# Sand vs. Eco-complete



## AlecFish (Nov 26, 2011)

I honestly cannot decide between black diamond sand or Eco complete gravel.
Anybody who knows which option would be better in a planted tank. I already have substrate (ferts) on the bottom as an added layer. 


I already have the sand but I've been told that eco-complete requiers less work and looks slightly better. I sort of have to agree with that. But eco-complete is quite expensive. 

What should I do?


----------



## tatersalad (Dec 7, 2011)

Well, the black diamond won't absorb ferts like the eco is supposed to, but it is a fraction of the cost. If you use it to cap dirt or something else, then it doesn't really matter I guess.


----------



## AlecFish (Nov 26, 2011)

As far as looks, which looks better?


----------



## tatersalad (Dec 7, 2011)

The black diamond is a smaller grain size than the eco. I have both, the black diamond is in my big tank capping some dirt and the eco is in my little fluval edge because it took less than one bag to do that tank with. The way I had it figured it would have cost me upwards of $250 to do my big tank with eco, where as it only cost me like $17 for the 100lb bag of black diamond. To me the black diamond is easier to plant in, the eco is kinda light. I'm sure others will chime in on this thread soon.


----------



## AlecFish (Nov 26, 2011)

Does your black diamond sand have a 'shine' to it. I bought the black diamond and it seems like there's a shine like glass. Not sure how it'll look under light...


----------



## KrazyFish (Dec 23, 2010)

If you have lots of money buy Eco or Florite either works excellent especially as it ages and absorbs nutrients. You still will need to add root tabs.

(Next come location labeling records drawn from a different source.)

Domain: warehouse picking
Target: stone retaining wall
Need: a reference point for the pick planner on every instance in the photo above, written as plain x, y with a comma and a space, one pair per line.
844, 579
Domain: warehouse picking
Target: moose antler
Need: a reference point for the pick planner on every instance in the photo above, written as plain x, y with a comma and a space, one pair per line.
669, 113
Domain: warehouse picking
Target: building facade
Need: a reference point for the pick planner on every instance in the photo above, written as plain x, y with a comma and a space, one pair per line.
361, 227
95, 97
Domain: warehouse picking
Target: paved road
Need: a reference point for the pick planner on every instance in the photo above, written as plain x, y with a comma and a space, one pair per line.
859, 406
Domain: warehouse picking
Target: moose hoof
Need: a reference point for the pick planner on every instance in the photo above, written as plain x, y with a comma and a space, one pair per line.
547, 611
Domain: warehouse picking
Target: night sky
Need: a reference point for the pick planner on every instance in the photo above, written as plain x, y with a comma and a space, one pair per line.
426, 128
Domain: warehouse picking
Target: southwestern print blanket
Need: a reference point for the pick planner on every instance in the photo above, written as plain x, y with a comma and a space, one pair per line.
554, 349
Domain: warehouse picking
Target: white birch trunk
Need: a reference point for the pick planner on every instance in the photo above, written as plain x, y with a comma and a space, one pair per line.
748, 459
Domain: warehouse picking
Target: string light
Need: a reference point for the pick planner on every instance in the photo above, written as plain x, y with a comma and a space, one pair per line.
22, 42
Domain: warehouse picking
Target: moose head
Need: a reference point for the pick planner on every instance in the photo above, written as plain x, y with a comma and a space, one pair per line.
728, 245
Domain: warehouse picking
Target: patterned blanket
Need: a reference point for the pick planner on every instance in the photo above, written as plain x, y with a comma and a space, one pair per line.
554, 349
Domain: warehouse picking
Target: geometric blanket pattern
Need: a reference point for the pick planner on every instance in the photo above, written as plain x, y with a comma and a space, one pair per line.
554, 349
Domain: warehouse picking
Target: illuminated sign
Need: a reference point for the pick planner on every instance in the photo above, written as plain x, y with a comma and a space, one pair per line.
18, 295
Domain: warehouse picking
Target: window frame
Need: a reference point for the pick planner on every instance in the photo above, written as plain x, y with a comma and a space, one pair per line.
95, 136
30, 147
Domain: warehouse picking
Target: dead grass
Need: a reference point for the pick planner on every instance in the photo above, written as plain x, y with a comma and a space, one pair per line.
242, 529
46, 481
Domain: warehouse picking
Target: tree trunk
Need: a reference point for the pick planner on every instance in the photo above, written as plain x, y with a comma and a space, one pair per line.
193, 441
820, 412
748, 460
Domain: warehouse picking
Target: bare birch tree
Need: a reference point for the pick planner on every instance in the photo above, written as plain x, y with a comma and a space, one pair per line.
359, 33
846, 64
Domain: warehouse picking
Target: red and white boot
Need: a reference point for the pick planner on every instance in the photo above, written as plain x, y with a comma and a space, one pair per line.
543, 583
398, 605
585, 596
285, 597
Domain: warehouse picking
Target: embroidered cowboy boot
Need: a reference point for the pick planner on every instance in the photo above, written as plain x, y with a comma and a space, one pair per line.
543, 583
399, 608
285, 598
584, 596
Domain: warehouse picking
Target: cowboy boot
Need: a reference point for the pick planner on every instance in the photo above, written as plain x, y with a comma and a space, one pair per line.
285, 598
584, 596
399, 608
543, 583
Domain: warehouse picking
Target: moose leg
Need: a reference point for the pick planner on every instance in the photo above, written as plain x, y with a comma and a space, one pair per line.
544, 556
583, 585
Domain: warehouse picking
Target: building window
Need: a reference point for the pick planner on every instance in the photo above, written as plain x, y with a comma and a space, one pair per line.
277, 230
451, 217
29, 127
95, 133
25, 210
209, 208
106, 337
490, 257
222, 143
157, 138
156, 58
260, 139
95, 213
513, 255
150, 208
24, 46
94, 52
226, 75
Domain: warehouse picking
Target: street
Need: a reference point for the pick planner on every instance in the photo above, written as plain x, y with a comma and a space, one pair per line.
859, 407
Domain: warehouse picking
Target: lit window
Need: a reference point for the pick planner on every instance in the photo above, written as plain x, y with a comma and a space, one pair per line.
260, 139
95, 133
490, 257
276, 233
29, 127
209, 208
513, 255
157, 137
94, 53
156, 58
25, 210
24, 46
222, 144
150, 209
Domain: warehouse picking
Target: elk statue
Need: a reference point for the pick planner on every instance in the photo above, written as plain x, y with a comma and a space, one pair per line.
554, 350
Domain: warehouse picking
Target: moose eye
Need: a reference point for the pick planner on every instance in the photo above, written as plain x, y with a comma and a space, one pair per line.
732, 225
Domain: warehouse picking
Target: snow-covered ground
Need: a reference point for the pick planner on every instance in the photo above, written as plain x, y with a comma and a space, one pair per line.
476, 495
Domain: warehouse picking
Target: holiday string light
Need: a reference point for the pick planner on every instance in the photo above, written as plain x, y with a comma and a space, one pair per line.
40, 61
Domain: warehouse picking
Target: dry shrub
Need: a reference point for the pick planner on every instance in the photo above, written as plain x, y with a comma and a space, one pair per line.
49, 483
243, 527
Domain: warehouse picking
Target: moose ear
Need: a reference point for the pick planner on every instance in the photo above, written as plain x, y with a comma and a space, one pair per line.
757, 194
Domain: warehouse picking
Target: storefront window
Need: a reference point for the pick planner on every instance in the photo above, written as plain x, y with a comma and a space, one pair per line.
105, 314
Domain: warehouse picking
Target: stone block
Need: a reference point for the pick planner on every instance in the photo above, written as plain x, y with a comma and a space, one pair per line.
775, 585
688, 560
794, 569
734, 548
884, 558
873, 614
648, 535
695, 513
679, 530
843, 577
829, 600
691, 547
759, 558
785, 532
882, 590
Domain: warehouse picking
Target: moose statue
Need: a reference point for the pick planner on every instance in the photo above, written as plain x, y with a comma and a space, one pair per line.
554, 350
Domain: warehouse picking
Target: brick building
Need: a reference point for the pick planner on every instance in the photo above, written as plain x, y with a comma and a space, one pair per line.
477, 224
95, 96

If you like to save money use Black Diamond as a cap for some MGOPS or MTS.

In terms of looks - I like either, it is personnal preference really. But they both look very nice IMO.


----------



## cameron (Oct 3, 2003)

I like my black diamond tank. If money were no object I would probably use eco-complete (well, if it were no objectI would probably use Aqua Soil). I like my Fluorite, too, but buying from scratch the advantages, to me, are too small to justify the cost increase. If the tank were smaller I would say buy the best, but a 75 will require enough that I would just buy black diamond. It does have a bit of shinyness, but I don't reallynotice and when I doI don't mind it.


----------



## msawdey (Apr 6, 2009)

I have flourite black sand and love it.. so do my plants.. I had eco complete previously and think the sand is much easier to plant in and looks alot better 

Just make sure you rinse the hell out of flourite sand (people will say differently but i had to)


----------



## AlecFish (Nov 26, 2011)

Yeah I'll just stick with black diamond. Hopefully the shininess won't be to noticeable when in-tank. I just looked up prices and its $20 a bag of eco-complete. Being a teenager I just can't get $80 worth of it. I actually snagged the sand for $16 and that's 100 lbs. worth so its a killer deal. 

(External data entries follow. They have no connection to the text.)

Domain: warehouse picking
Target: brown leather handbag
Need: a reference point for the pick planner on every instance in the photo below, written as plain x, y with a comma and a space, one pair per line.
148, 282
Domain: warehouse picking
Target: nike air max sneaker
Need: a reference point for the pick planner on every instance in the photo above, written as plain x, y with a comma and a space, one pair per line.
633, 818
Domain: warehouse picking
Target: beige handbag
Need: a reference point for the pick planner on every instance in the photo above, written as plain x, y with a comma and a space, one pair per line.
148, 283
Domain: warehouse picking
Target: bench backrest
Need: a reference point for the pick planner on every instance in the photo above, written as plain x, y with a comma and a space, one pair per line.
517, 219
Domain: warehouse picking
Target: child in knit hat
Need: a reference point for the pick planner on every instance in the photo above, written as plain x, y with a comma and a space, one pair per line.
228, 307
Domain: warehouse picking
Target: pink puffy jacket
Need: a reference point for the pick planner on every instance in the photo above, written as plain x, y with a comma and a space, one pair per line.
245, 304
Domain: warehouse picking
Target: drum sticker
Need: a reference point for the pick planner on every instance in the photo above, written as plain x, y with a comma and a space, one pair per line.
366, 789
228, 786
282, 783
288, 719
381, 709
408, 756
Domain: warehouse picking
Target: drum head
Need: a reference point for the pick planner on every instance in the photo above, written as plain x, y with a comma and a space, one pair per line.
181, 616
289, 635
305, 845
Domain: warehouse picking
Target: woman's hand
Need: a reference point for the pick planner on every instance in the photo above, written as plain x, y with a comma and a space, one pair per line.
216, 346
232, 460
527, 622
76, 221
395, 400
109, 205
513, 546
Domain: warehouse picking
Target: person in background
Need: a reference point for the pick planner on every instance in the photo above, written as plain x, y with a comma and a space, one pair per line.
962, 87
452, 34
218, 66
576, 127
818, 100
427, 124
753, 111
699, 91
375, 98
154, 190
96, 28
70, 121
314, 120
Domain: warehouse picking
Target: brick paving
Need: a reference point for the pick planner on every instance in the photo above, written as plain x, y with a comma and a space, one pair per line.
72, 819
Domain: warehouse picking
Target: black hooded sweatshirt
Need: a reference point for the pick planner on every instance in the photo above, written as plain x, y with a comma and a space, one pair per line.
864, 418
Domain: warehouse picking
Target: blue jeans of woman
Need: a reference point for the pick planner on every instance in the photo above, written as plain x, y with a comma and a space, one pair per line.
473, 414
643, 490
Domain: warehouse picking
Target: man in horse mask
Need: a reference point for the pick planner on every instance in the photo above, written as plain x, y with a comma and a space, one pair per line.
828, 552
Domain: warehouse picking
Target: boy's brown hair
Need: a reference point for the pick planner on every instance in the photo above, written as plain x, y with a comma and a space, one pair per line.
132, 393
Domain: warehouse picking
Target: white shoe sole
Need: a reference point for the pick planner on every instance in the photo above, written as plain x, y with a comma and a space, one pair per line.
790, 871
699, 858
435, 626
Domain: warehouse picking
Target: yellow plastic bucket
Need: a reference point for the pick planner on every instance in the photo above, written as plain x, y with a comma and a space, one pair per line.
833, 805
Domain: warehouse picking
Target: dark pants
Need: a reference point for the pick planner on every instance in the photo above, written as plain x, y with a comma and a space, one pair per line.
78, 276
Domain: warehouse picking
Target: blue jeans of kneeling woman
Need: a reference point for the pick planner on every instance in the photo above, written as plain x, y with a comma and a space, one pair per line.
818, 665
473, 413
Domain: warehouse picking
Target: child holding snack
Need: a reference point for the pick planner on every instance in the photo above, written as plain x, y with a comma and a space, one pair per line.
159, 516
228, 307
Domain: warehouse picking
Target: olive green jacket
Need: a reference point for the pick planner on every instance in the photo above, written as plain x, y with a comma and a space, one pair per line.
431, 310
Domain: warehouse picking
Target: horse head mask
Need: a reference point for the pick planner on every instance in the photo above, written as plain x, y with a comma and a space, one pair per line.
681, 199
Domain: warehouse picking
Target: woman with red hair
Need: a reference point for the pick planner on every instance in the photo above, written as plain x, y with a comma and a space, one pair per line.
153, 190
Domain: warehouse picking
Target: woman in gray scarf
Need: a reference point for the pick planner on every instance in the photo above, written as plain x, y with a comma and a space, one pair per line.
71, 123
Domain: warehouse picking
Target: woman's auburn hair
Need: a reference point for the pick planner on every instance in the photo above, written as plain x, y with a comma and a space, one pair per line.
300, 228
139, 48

How do you suggest I rinse the sand? 

I have 100 lbs. how much should I use? How many inches should I do? 

Any scaping methods that go well with a black substrate?


----------



## tatersalad (Dec 7, 2011)

You gotta rinse that black diamond alot too, that will get some of that shiney out. When you rinse it you will notice tiny small shiney flakes all in the water.


----------



## tatersalad (Dec 7, 2011)

I usually rinse that stuff one 5 gallon bucket at a time, fill the bucket about half to three quarters full of the gravel and just take the water hose and run water into it and turn it over repeatedly with your hands. Just rinse a little and dump the water off and then rinse it again and again until there is little to no shiney debris in the water you pour off of it.


----------



## AlecFish (Nov 26, 2011)

Alright, I'll try that tomorrow and see if I can make it run clear.


----------